- Born: July 18, 1920 Barron, Wisconsin
- Died: May 12, 2001 (aged 80)
- Allegiance: United States
- Branch: United States Army Air Forces
- Service years: 1942–1945
- Rank: Captain
- Unit: 307th Fighter Squadron
- Conflicts: World War II Mediterranean theater; European theater;
- Awards: Silver Star Distinguished Flying Cross Purple Heart Air Medal (18)
- Other work: Lawyer

= Norman C. Skogstad =

Norman Cyrus Skogstad (July 18, 1920 – May 12, 2001) was a United States Army Air Forces flying ace and a leading pilot in the Mediterranean Theater of Operations during World War II.

==Early life==
Norman Cyrus Skogstad was the son of Otis Skogstad (1886–1965) and Mabel (Simonson) Skogstad (1892–1979) of Barron, Wisconsin. He graduated from St. Olaf College in Northfield, Minnesota.

==World War II==
He served in the Army Air Corps in World War II with the 307th Fighter Squadron. He began his overseas service in June 1944 as a first lieutenant. By the end of the war, he was a captain and the leader of a squadron. As an ace, Skogstad had 12 confirmed kills, piloting a P-51. His first occurred August 7, 1944, in Blechhammer, Poland where he destroyed two enemy aircraft. On August 18, 1944, he destroyed two Messerschmitt Bf 109s over Ploiești, Romania. Ten days later in Austria, he destroyed one transport. On September 2, 1944, he was credited with destroying one Junkers Ju 52. On December 17, 1944, he was credited with destroying two Focke-Wulf Fw 190s over Blechhammer, Poland. His last confirmed kills occurred on March 25, 1945, where he destroyed four Fw 190s over Olomouc, Moravia. From August 12 to 16, 1944, he flew in support of Operation Dragoon, the Allied invasion of southern France.

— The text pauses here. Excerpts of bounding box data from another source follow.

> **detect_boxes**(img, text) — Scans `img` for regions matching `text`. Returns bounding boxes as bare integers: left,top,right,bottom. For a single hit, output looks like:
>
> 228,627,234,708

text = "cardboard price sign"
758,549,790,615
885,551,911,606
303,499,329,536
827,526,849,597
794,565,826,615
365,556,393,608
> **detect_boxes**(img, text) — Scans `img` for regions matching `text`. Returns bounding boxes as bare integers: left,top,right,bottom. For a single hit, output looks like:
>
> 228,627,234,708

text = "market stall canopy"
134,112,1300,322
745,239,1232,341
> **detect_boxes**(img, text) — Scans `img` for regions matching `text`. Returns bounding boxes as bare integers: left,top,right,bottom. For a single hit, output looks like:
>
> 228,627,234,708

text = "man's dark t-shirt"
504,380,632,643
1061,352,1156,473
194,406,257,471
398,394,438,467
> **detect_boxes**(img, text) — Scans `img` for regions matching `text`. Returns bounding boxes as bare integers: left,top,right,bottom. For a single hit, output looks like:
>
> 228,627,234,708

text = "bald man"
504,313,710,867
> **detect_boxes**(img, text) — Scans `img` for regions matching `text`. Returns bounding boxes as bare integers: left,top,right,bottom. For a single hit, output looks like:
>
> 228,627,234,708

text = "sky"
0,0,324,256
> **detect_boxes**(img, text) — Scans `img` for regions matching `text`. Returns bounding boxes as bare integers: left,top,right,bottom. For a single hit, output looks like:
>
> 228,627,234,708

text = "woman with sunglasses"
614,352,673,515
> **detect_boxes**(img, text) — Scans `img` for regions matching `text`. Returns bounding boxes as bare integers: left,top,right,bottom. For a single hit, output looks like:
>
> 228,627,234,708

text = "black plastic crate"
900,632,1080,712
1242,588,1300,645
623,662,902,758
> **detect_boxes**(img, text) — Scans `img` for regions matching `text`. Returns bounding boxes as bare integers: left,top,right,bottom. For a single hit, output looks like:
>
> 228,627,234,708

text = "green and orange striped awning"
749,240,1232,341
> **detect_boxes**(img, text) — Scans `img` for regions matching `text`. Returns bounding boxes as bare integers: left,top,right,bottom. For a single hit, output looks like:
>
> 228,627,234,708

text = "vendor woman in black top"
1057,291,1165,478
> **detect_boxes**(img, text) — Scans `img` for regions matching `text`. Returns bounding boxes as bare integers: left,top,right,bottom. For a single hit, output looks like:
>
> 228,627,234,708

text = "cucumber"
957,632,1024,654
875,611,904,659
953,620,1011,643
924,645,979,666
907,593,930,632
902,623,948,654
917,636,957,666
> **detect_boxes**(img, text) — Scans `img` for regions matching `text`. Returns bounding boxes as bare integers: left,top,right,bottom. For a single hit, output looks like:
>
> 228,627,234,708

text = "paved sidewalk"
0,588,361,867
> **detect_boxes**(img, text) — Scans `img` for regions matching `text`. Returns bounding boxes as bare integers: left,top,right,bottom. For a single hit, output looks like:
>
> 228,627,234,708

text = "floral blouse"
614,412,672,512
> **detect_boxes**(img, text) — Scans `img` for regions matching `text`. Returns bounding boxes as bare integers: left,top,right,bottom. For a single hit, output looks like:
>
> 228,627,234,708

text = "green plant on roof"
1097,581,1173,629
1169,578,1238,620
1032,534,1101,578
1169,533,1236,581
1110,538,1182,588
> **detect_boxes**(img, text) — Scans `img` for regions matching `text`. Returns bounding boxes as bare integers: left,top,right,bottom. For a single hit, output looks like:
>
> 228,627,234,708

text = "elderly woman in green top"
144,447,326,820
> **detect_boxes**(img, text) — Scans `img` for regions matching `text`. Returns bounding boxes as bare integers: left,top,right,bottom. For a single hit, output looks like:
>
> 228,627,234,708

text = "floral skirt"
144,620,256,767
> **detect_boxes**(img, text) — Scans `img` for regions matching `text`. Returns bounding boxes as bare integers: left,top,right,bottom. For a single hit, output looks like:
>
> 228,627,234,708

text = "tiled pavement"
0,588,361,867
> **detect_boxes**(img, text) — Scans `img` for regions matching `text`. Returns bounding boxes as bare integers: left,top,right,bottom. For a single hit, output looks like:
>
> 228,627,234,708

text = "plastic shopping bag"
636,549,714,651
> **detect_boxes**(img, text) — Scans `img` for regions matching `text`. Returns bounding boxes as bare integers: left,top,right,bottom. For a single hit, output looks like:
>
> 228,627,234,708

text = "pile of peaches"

Norman C. Skogstad was awarded the European–African–Middle Eastern Campaign Medal with seven battle stars, the ATO anti-submarine patrol decoration, the Purple Heart, the Air Medal with 17 clusters, and the Distinguished Flying Cross. He also earned the Presidential Unit and Silver Star for gallantry.

==After the war==
He was an accomplished trial attorney and practiced law for 35 years. He retired in 1982. His wife, Marilynn Carlson Skogstad (1923–1999), died August 30, 1999. Norman Skogstad died on May 12, 2001, at the age of 80 and was buried in Washington Park East Cememtery, Indianapolis, Indiana. He had five children: Leif, Britt, Sigrid Luther, Ingrid Dinsmore, and Lisa Skogstad.